Adding cryptographic signatures to Saito transactions eliminates the 50 percent attack, but increases the size of transactions. Given that adding a single hop to a routing path is around 135kb, we can see how transaction size grows with routing length:
250 bytes -- 0 hops
385 bytes -- 1 hops
520 bytes -- 2 hops
655 bytes -- 3 hops
790 bytes -- 4 hops
925 bytes -- 5 hops
This growth is not fast enough to make Saito more expensive than other blockchains. Why?
- Bitcoin is secured by only half of its fee volume (50 percent attack). Saito can charge 50% lower fees per-byte and still provide higher security.
- Bitcoin also needs to pay for network operations. If miners reduce hashing to cover these costs further Saito fee-reductions are possible. If businesses pay that money comes directly or indirectly from users.
Halving the Saito fee and adding a 50 percent network-support surcharge to Bitcoin puts the per-byte-cost of using the Bitcoin network 300 percent higher than Saito, ceteris paribus. Saito starts getting uncompetitive at the 5-hop mark. Meanwhile, the average node distance in the Bitcoin network is around three hops.
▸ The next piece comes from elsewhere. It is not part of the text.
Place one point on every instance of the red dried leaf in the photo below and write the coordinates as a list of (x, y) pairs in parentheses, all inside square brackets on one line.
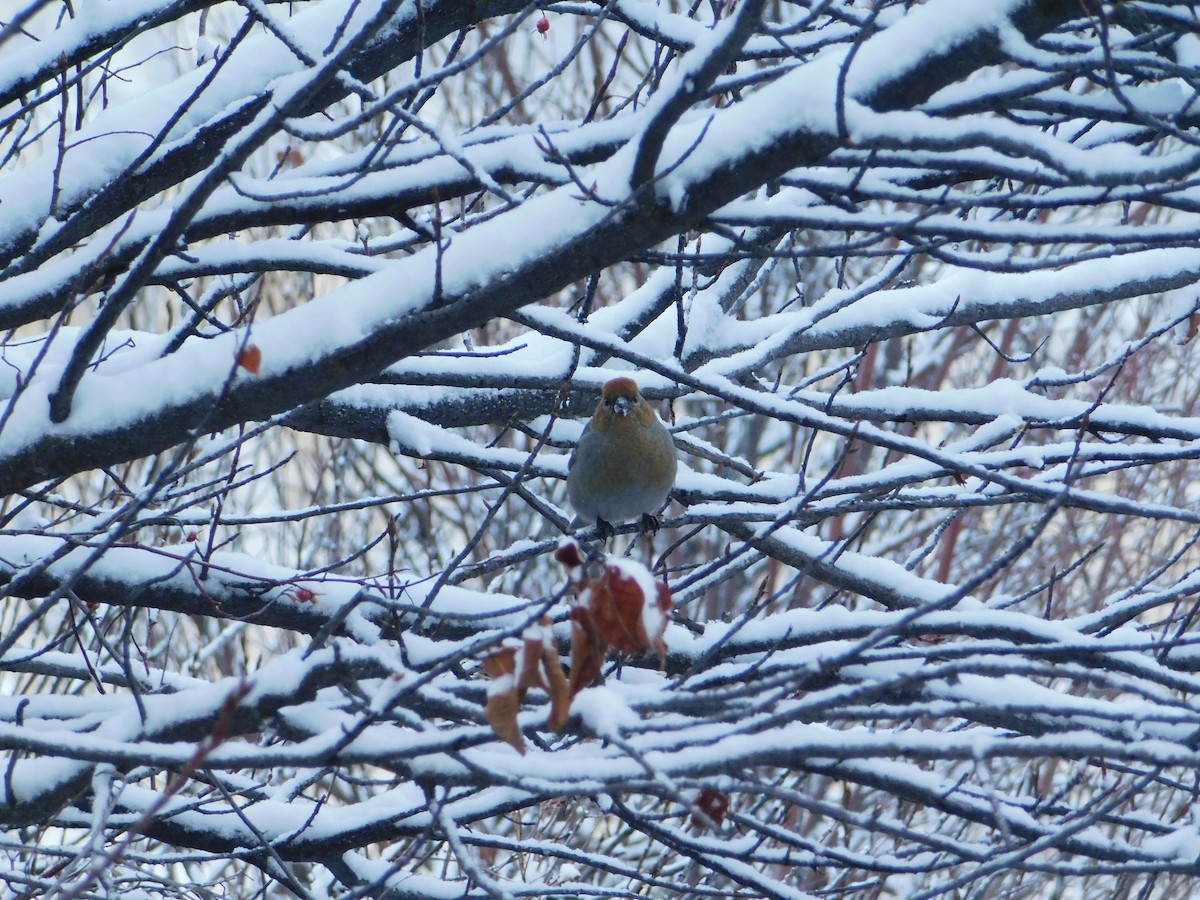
[(713, 804), (250, 358), (516, 669), (629, 607)]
We expect short routing paths in Saito given the way the network incentivizes efficient routing and incentivizes nodes to compete for transaction flow by offering fast inclusion. Many applications will also use zero-and-one-hop fee strategies to deliberately minimize costs.
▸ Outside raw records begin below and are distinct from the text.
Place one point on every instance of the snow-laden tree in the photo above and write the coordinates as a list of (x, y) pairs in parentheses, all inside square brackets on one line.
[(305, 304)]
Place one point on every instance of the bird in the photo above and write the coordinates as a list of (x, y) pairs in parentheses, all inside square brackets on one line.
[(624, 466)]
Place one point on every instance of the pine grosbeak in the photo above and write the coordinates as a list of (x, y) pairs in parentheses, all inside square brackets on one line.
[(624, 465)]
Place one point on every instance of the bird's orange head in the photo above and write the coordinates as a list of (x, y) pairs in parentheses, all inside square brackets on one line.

With that said, the real cost-savings the network offers come through the use of the transient blockchain. Saito’s self-pruning blockchain prevents network costs from growing over time like other blockchains, while permitting throughput at the scale needed to achieve economies of scale in network infrastructure. It also allows users to minimize fees by paying for only one-loop through the chain.